Tips on Converting Submit Scripts
We have created a utility called “p2s” (for PBS-to-Slurm), which is available on our Interactive/Submit hosts in your standard $PATH. Simply pass it the name of the script you would like to convert (give full-path if you are not in same directory of the script), and it will convert it from a PBS to a Slurm submit script. For example, to convert a PBS submit script named "submit-script.pbs" issue the following command on the Interactive/Submit host:
This will output the changes directly to STDOUT, so that you can view them right in your SSH session. If everything looks good and you would like to save the converted script to a new file, simply redirect the output to a file name of your choice (we recommend using a NEW file name, not the existing file name):
p2s submit-script.pbs > submit-script.slurm
There are many other conversion scripts available online to download and use, and you are welcome to download and try them out in our environment. or you can manually convert your scripts given the directives and environmnet variables listed above. Once converted, you may have to make some small tweaks or edits in order to get it fully ready for submitting to Slurm.
We also have a collection of example Slurm submit scripts that you can copy and use as a template: /apps/slurm/examples
Environment Modules: Check your "module load" lines
While you're converting your scripts from PBS to Slurm, you may also need to check your "module load" commands. Many of the scientific applications have been upgraded from prevoius semesters, so the versions available of any given app may no longer be available this semester. Please verify your application(s) *and* version(s) exist in on the cluster prior to job submission. Tensorflow is a great example.
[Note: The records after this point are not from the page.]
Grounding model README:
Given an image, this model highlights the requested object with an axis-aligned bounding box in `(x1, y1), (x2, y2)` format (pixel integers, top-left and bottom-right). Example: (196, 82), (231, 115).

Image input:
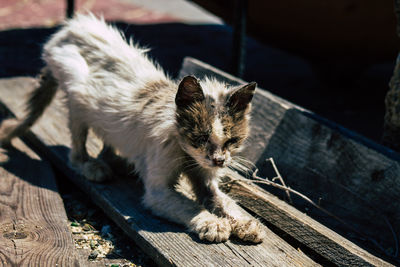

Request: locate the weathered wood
(0, 77), (319, 267)
(0, 117), (80, 265)
(179, 57), (398, 266)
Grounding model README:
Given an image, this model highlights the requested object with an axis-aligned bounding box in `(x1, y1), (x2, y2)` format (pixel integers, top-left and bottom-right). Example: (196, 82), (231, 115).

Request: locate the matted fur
(0, 14), (265, 243)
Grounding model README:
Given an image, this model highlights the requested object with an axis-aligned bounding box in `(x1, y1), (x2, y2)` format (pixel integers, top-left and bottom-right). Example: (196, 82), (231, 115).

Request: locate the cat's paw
(231, 218), (265, 243)
(82, 159), (113, 182)
(192, 215), (231, 243)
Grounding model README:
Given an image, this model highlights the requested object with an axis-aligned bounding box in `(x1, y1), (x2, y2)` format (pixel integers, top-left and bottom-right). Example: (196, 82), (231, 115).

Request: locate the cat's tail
(0, 67), (58, 147)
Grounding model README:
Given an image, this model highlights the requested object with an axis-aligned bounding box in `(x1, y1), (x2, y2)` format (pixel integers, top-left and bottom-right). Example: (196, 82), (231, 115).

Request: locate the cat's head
(175, 76), (256, 170)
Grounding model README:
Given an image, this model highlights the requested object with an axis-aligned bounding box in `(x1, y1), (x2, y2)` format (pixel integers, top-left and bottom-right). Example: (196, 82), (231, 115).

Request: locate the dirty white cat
(0, 14), (265, 243)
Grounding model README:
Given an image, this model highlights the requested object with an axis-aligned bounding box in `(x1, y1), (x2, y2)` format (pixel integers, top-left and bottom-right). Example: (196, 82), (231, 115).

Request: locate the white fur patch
(200, 77), (227, 101)
(45, 45), (89, 87)
(211, 117), (224, 145)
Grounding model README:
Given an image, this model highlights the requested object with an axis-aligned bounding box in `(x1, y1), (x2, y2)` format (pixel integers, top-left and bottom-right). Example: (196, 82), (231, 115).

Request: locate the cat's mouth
(211, 158), (225, 167)
(190, 155), (224, 170)
(205, 155), (229, 169)
(180, 143), (229, 169)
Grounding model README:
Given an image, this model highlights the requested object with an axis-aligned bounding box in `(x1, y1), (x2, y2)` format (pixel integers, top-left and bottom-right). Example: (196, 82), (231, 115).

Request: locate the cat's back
(44, 14), (138, 59)
(43, 14), (164, 87)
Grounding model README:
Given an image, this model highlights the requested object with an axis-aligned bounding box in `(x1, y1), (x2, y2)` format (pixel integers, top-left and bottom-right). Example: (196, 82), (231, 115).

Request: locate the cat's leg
(68, 116), (89, 167)
(216, 190), (266, 243)
(98, 144), (133, 177)
(189, 173), (266, 243)
(142, 167), (231, 242)
(68, 110), (112, 182)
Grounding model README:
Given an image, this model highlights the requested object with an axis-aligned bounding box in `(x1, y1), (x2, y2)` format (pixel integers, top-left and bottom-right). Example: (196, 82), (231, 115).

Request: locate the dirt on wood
(56, 170), (156, 267)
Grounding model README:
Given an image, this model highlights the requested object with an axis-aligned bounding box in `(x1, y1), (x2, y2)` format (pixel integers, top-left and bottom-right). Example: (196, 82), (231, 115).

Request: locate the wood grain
(179, 57), (397, 266)
(0, 122), (80, 265)
(0, 77), (319, 266)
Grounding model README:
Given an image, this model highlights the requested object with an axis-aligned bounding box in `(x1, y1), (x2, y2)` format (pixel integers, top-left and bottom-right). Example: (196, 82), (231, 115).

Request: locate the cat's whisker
(232, 156), (256, 170)
(232, 155), (255, 165)
(228, 158), (254, 178)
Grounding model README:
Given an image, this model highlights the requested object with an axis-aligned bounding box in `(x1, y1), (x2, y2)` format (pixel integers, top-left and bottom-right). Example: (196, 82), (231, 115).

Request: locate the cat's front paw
(191, 214), (231, 243)
(82, 159), (113, 182)
(231, 218), (266, 243)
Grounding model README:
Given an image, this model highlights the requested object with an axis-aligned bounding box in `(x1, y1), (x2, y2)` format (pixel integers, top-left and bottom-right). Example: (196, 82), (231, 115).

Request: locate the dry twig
(266, 158), (292, 203)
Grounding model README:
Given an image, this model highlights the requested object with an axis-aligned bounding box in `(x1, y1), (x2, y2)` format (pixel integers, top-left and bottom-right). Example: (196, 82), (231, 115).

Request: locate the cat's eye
(224, 137), (239, 148)
(196, 134), (209, 144)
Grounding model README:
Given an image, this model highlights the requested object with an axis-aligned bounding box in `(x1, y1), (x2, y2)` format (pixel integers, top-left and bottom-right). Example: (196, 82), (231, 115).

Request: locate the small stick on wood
(266, 158), (292, 203)
(249, 171), (352, 231)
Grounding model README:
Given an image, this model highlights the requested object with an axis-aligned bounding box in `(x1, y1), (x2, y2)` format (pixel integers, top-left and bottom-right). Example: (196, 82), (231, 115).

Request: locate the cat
(0, 14), (265, 243)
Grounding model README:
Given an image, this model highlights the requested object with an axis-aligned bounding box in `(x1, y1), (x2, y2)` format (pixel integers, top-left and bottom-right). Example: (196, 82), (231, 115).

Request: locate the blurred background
(0, 0), (397, 142)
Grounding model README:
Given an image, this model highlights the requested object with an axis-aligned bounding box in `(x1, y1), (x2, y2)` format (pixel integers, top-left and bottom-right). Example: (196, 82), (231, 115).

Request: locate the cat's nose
(213, 157), (225, 167)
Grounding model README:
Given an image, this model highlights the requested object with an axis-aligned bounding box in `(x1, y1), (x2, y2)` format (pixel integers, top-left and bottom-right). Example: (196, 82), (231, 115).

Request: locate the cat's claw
(192, 216), (231, 243)
(231, 218), (266, 243)
(82, 159), (113, 182)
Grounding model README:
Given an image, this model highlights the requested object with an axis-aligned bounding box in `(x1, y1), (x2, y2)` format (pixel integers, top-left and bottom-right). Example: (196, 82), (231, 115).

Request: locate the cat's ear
(175, 76), (205, 109)
(226, 82), (257, 112)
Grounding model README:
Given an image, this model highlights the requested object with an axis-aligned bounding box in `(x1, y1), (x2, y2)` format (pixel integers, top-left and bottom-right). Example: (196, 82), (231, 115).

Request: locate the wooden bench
(0, 57), (396, 266)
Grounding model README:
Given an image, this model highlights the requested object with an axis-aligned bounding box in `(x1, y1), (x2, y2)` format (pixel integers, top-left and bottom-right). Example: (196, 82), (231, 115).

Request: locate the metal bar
(231, 0), (248, 78)
(66, 0), (75, 18)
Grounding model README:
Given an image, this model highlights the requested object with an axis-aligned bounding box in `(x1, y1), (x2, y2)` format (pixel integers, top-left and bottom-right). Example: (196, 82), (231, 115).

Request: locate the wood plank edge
(221, 173), (393, 266)
(302, 111), (400, 161)
(181, 57), (400, 162)
(180, 57), (302, 111)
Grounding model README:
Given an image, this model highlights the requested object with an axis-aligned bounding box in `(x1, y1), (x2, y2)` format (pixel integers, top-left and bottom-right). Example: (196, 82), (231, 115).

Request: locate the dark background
(0, 0), (396, 144)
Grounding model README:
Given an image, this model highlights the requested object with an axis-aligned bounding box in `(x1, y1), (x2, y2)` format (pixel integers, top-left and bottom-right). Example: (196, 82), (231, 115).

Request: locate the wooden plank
(0, 117), (81, 265)
(179, 57), (397, 266)
(221, 174), (392, 267)
(0, 77), (319, 267)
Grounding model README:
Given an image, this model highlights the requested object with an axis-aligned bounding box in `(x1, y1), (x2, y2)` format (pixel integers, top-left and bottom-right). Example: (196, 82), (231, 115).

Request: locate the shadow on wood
(0, 119), (81, 265)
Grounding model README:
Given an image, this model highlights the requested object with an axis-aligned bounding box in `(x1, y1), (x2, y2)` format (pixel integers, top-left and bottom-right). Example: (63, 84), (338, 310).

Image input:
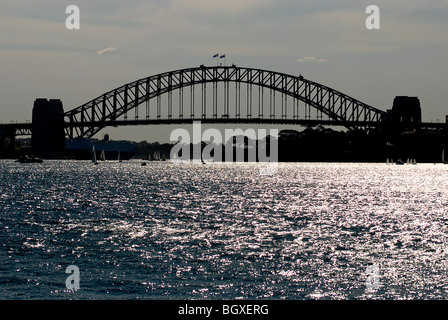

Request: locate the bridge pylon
(31, 98), (65, 159)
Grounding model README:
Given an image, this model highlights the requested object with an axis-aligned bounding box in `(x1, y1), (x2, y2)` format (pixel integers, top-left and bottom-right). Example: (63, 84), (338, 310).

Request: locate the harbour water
(1, 160), (448, 300)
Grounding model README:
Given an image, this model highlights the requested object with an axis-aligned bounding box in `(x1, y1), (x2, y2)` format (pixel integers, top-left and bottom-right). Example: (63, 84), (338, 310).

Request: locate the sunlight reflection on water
(1, 160), (448, 299)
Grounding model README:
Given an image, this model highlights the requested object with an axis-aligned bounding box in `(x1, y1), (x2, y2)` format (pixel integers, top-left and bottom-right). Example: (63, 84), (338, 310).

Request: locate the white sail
(443, 149), (445, 163)
(118, 151), (121, 162)
(100, 150), (106, 161)
(92, 145), (97, 163)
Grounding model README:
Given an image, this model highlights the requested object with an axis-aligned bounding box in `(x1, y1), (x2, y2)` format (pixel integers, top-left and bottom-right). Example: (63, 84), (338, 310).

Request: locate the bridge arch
(64, 65), (386, 138)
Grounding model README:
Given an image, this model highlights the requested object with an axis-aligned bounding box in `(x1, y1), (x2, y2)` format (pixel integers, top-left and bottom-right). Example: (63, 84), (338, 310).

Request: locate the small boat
(118, 151), (122, 163)
(141, 152), (150, 166)
(16, 155), (43, 163)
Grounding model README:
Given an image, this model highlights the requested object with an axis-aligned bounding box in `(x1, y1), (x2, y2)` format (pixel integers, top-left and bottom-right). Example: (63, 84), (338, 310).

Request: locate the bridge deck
(1, 120), (445, 139)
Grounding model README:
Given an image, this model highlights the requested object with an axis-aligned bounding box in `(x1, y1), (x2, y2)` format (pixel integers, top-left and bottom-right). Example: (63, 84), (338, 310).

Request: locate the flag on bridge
(213, 53), (219, 58)
(220, 54), (226, 59)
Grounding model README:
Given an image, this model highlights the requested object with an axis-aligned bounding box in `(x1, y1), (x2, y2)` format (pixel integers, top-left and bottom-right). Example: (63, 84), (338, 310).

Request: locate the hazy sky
(1, 0), (447, 142)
If you have a tensorflow v1.14 submit script from last semester, it will not work this semester because we have retired that version and only have v2.2.0 and v2.4.1:
# Spring 2021 $ module avail tensorflow ------------------------ /apps/usr/slurm/modules/apps ------------------------------ tensorflow/1.14-anaconda3-cuda10.0 tensorflow/2.2-anaconda3-cuda10.2 tensorflow/2.0-anaconda3-cuda10.0(default)
# Fall 2021 $ module avail tensorflow -------------------------- /apps/usr/modules/apps ---------------------------------- tensorflow/2.2.0-cuda10.2 tensorflow/2.4.1-cuda11.2(default)
So if you submit a tensorflow job that has the command "module load tensorflow/1.14-anaconda3-cuda10.0" you will get the following error in your output script:
ERROR: Unable to locate a modulefile for 'tensorflow/1.14-anaconda3-cuda10.0'
In order to submit the job and have it successfully processed, you must update the "module load" line to use one of the current tensorflow versions, for example:
module load tensorflow/2.4.1-cuda11.2
And the best way to verify that modules will load prior to job submission is, for each "module load ..." command in your submit script, execute it interactively, at the command line on the submit host. If you get an error running the "module load" line interactively, you will get an error using that same "module load" line in a compute job.